One of the most significant public health challenges facing much of the industrialized world today involves the management of Alzheimer's Disease and associated dementias. Although advances in molecular biology hold promise for identifying drug targets that will slow the progression of several forms of dementia, our healthcare system remains limited in its capacity to effectively treat macro-scale deficits in cognition and language. This is especially true with respect to progressive disorders of language and human communication, many of which reflect the loss of conceptual knowledge (i.e., semantic memory). To date, the development of theoretically- principled language interventions for dementia has been limited by two factors. First, neuroscience lacks a cohesive understanding of how regional brain damage impacts the organization and integrity of human semantic memory. Second, traditional neuropsychological rehabilitation approaches assume that learning is not possible in the context of progressive memory disorders. We seek to overcome these limitations through two specific aims.
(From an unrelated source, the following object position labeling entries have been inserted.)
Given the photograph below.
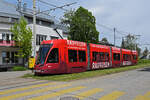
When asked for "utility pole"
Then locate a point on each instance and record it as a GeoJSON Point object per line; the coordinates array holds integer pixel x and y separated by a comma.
{"type": "Point", "coordinates": [114, 36]}
{"type": "Point", "coordinates": [19, 8]}
{"type": "Point", "coordinates": [34, 30]}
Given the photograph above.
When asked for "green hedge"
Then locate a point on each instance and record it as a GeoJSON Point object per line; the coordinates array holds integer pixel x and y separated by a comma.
{"type": "Point", "coordinates": [143, 61]}
{"type": "Point", "coordinates": [19, 68]}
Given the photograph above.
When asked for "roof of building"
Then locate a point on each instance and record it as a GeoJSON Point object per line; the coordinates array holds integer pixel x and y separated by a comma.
{"type": "Point", "coordinates": [9, 10]}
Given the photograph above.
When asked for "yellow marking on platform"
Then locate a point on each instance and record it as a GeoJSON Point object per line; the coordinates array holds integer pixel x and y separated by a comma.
{"type": "Point", "coordinates": [112, 96]}
{"type": "Point", "coordinates": [144, 97]}
{"type": "Point", "coordinates": [88, 93]}
{"type": "Point", "coordinates": [32, 92]}
{"type": "Point", "coordinates": [24, 88]}
{"type": "Point", "coordinates": [47, 96]}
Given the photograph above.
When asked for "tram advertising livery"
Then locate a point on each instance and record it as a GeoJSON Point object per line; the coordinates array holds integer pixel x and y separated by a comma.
{"type": "Point", "coordinates": [68, 56]}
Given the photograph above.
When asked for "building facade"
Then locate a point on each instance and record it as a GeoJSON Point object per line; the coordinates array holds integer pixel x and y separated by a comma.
{"type": "Point", "coordinates": [47, 28]}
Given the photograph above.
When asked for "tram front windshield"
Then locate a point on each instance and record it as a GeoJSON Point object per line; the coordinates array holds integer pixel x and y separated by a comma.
{"type": "Point", "coordinates": [42, 54]}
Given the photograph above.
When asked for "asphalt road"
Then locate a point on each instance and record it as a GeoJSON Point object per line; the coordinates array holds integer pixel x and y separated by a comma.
{"type": "Point", "coordinates": [129, 85]}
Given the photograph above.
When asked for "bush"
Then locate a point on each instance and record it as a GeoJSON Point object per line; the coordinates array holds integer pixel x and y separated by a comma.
{"type": "Point", "coordinates": [19, 68]}
{"type": "Point", "coordinates": [143, 61]}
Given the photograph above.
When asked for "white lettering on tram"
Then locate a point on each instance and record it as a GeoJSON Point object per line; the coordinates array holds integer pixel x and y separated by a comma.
{"type": "Point", "coordinates": [127, 63]}
{"type": "Point", "coordinates": [75, 43]}
{"type": "Point", "coordinates": [97, 65]}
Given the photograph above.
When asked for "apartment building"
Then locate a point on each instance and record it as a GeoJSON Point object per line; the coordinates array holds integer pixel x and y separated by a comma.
{"type": "Point", "coordinates": [47, 28]}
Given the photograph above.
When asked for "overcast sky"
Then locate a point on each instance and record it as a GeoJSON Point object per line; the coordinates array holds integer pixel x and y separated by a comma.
{"type": "Point", "coordinates": [130, 16]}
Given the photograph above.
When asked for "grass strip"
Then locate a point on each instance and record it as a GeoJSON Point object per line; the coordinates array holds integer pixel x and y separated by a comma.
{"type": "Point", "coordinates": [87, 74]}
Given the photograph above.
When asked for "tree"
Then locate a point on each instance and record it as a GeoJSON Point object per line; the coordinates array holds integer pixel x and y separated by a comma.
{"type": "Point", "coordinates": [23, 38]}
{"type": "Point", "coordinates": [145, 52]}
{"type": "Point", "coordinates": [81, 25]}
{"type": "Point", "coordinates": [105, 41]}
{"type": "Point", "coordinates": [130, 43]}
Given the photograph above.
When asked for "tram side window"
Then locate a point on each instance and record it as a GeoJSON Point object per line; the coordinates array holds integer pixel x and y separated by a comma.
{"type": "Point", "coordinates": [102, 57]}
{"type": "Point", "coordinates": [82, 56]}
{"type": "Point", "coordinates": [116, 57]}
{"type": "Point", "coordinates": [53, 56]}
{"type": "Point", "coordinates": [134, 57]}
{"type": "Point", "coordinates": [72, 54]}
{"type": "Point", "coordinates": [94, 54]}
{"type": "Point", "coordinates": [106, 56]}
{"type": "Point", "coordinates": [126, 57]}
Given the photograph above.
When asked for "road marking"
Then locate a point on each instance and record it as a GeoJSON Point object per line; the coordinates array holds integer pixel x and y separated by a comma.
{"type": "Point", "coordinates": [88, 93]}
{"type": "Point", "coordinates": [32, 92]}
{"type": "Point", "coordinates": [47, 96]}
{"type": "Point", "coordinates": [112, 96]}
{"type": "Point", "coordinates": [25, 88]}
{"type": "Point", "coordinates": [144, 97]}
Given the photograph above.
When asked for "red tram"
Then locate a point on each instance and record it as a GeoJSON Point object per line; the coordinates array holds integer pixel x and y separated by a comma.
{"type": "Point", "coordinates": [67, 56]}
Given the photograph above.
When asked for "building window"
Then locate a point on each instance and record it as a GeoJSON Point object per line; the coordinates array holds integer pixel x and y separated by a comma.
{"type": "Point", "coordinates": [134, 57]}
{"type": "Point", "coordinates": [116, 56]}
{"type": "Point", "coordinates": [9, 57]}
{"type": "Point", "coordinates": [82, 56]}
{"type": "Point", "coordinates": [53, 37]}
{"type": "Point", "coordinates": [40, 38]}
{"type": "Point", "coordinates": [53, 56]}
{"type": "Point", "coordinates": [72, 54]}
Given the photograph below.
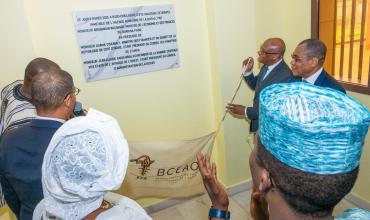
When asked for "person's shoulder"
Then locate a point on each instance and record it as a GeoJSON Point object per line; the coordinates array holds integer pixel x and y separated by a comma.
{"type": "Point", "coordinates": [15, 132]}
{"type": "Point", "coordinates": [354, 214]}
{"type": "Point", "coordinates": [331, 82]}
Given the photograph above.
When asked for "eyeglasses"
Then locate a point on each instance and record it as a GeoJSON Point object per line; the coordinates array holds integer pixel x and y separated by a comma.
{"type": "Point", "coordinates": [75, 92]}
{"type": "Point", "coordinates": [296, 58]}
{"type": "Point", "coordinates": [262, 53]}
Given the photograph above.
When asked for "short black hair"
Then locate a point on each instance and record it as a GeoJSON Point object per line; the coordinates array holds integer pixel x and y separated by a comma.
{"type": "Point", "coordinates": [306, 193]}
{"type": "Point", "coordinates": [50, 88]}
{"type": "Point", "coordinates": [315, 48]}
{"type": "Point", "coordinates": [37, 66]}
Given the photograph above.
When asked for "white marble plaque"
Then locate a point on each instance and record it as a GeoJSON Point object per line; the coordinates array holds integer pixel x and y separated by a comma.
{"type": "Point", "coordinates": [120, 42]}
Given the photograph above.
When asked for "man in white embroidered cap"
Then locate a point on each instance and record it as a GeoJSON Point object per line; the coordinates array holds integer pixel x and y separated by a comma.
{"type": "Point", "coordinates": [307, 155]}
{"type": "Point", "coordinates": [86, 158]}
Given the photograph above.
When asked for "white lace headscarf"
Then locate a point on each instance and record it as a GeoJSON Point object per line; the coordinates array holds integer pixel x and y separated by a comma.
{"type": "Point", "coordinates": [86, 157]}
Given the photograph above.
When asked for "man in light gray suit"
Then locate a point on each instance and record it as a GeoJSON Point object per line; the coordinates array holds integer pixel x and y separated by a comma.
{"type": "Point", "coordinates": [274, 70]}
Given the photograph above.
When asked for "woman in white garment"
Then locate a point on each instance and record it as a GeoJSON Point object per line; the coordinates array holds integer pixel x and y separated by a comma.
{"type": "Point", "coordinates": [86, 158]}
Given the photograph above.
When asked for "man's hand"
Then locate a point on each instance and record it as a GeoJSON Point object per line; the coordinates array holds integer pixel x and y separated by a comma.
{"type": "Point", "coordinates": [217, 194]}
{"type": "Point", "coordinates": [236, 109]}
{"type": "Point", "coordinates": [258, 205]}
{"type": "Point", "coordinates": [248, 64]}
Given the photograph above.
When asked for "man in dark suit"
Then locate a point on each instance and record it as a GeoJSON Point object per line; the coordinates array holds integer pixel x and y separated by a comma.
{"type": "Point", "coordinates": [307, 62]}
{"type": "Point", "coordinates": [274, 70]}
{"type": "Point", "coordinates": [22, 149]}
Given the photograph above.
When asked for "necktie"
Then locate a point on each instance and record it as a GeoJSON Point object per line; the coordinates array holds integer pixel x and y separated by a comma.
{"type": "Point", "coordinates": [263, 72]}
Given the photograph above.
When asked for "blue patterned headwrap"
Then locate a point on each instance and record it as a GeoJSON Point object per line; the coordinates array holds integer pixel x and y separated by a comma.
{"type": "Point", "coordinates": [311, 128]}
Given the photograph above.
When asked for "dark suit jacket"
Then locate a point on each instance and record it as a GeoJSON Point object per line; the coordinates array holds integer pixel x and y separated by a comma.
{"type": "Point", "coordinates": [21, 154]}
{"type": "Point", "coordinates": [324, 80]}
{"type": "Point", "coordinates": [280, 74]}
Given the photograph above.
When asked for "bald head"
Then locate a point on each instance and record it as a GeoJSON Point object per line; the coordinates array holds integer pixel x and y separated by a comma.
{"type": "Point", "coordinates": [37, 66]}
{"type": "Point", "coordinates": [50, 88]}
{"type": "Point", "coordinates": [276, 45]}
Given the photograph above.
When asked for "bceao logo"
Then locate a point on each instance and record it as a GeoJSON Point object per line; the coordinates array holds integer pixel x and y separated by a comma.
{"type": "Point", "coordinates": [145, 163]}
{"type": "Point", "coordinates": [186, 171]}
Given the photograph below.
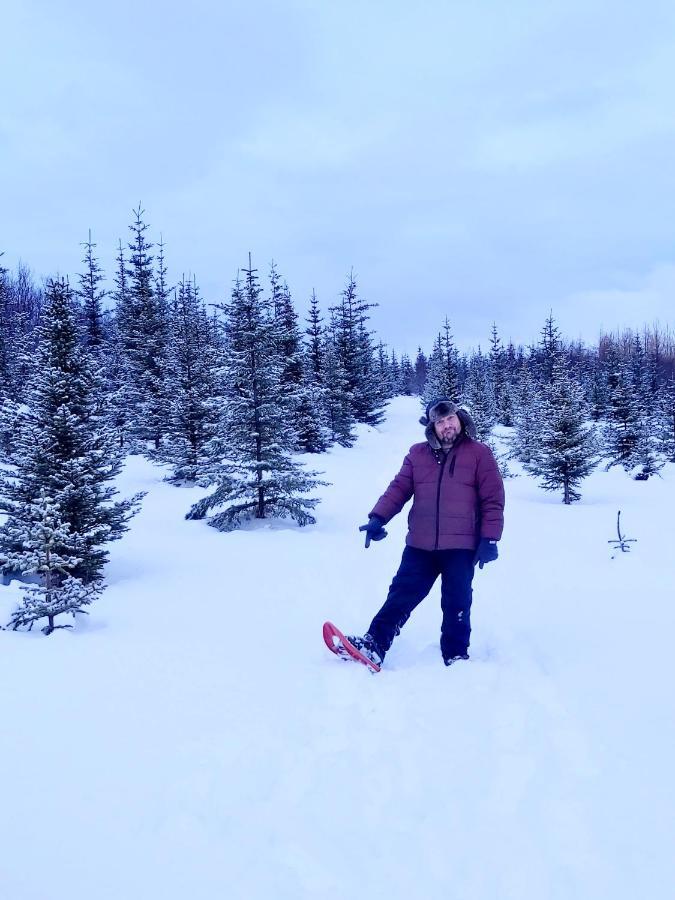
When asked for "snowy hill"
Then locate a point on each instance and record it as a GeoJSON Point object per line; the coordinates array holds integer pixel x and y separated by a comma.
{"type": "Point", "coordinates": [194, 738]}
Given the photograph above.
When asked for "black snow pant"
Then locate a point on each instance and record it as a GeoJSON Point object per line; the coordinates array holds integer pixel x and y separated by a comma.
{"type": "Point", "coordinates": [417, 573]}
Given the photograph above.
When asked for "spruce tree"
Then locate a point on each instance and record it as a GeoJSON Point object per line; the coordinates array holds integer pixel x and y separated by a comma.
{"type": "Point", "coordinates": [91, 297]}
{"type": "Point", "coordinates": [566, 448]}
{"type": "Point", "coordinates": [407, 376]}
{"type": "Point", "coordinates": [190, 386]}
{"type": "Point", "coordinates": [443, 369]}
{"type": "Point", "coordinates": [256, 477]}
{"type": "Point", "coordinates": [142, 328]}
{"type": "Point", "coordinates": [527, 417]}
{"type": "Point", "coordinates": [312, 419]}
{"type": "Point", "coordinates": [42, 536]}
{"type": "Point", "coordinates": [622, 429]}
{"type": "Point", "coordinates": [289, 348]}
{"type": "Point", "coordinates": [665, 421]}
{"type": "Point", "coordinates": [479, 396]}
{"type": "Point", "coordinates": [549, 348]}
{"type": "Point", "coordinates": [58, 495]}
{"type": "Point", "coordinates": [352, 342]}
{"type": "Point", "coordinates": [421, 367]}
{"type": "Point", "coordinates": [341, 419]}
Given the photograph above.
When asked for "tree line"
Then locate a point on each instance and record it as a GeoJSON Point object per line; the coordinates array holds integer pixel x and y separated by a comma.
{"type": "Point", "coordinates": [226, 395]}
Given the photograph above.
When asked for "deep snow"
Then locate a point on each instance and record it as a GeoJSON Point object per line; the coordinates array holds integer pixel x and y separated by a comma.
{"type": "Point", "coordinates": [194, 738]}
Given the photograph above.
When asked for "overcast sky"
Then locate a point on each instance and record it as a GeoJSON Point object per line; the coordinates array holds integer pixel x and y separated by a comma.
{"type": "Point", "coordinates": [485, 161]}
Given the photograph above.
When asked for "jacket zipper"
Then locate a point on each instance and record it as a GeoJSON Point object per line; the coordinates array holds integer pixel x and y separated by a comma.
{"type": "Point", "coordinates": [451, 472]}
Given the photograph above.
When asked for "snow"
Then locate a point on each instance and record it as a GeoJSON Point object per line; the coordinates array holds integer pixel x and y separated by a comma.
{"type": "Point", "coordinates": [194, 737]}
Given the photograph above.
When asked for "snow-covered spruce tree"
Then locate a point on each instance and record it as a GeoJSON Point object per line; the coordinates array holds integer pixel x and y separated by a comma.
{"type": "Point", "coordinates": [566, 448]}
{"type": "Point", "coordinates": [65, 460]}
{"type": "Point", "coordinates": [407, 376]}
{"type": "Point", "coordinates": [20, 304]}
{"type": "Point", "coordinates": [141, 323]}
{"type": "Point", "coordinates": [289, 346]}
{"type": "Point", "coordinates": [257, 477]}
{"type": "Point", "coordinates": [41, 534]}
{"type": "Point", "coordinates": [394, 376]}
{"type": "Point", "coordinates": [421, 366]}
{"type": "Point", "coordinates": [621, 432]}
{"type": "Point", "coordinates": [479, 396]}
{"type": "Point", "coordinates": [190, 384]}
{"type": "Point", "coordinates": [646, 392]}
{"type": "Point", "coordinates": [527, 417]}
{"type": "Point", "coordinates": [549, 348]}
{"type": "Point", "coordinates": [352, 343]}
{"type": "Point", "coordinates": [385, 376]}
{"type": "Point", "coordinates": [500, 380]}
{"type": "Point", "coordinates": [443, 369]}
{"type": "Point", "coordinates": [312, 419]}
{"type": "Point", "coordinates": [91, 297]}
{"type": "Point", "coordinates": [665, 420]}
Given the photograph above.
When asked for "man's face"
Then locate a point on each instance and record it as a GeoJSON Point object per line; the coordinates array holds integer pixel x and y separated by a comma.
{"type": "Point", "coordinates": [447, 428]}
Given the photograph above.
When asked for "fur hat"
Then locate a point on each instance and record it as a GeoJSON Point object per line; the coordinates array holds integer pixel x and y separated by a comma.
{"type": "Point", "coordinates": [437, 409]}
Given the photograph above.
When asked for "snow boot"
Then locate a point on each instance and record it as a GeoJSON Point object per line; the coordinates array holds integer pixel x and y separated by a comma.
{"type": "Point", "coordinates": [367, 646]}
{"type": "Point", "coordinates": [451, 659]}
In Specific Aim 1, we will examine the potential for language maintenance over a two year period as we train patients with Alzheimer's Disease and Semantic Dementia on a carefully-crafted, personalized micro-lexicon consisting of approximately 100 words. Patients will train on this highly constrained vocabulary via a combination of repeated naming and semantic feature generation. This treatment approach is unique in that it protects a finite lexicon against loss rather than training forgotten concepts ad hoc as disease severity worsens. We will examine correlations between regional cerebral gray matter, neuropsychological performance, and language retention across time via pre/post structural neuroimaging and repeated administration of a comprehensive cognitive battery.
Specific Aim 2 represents a complementary investigation of the nature of the mechanisms underlying naming impairment in Alzheimer's Disease and Semantic Dementia. We will investigate several aspects of visual search organization as participants name trained and untrained pictures. The high temporal resolution of eyetracking will yield essential insights into the relationships between visual search patterns, naming accuracy, and potential effect of treatment in these patient populations. We will also correlate these observed patterns of visual search with regional gray matter atrophy. We will contextualize these aims within the context of a broader model of semantic organization that correlates patterns of semantic impairment and learning in these clinical populations.
Dementia represents one of the most significant public health challenges facing society today, and language impairment is among its most functionally debilitating symptoms. We propose a treatment that targets preservation of personalized, highly functional vocabulary in two major dementia subtypes (i.e., Alzheimer's Disease and Semantic Dementia). We will examine cognitive and neurological predictors of a positive treatment response in these populations. This work offers an essential step forward in managing communication impairments and prolonging functional independence for millions of Americans.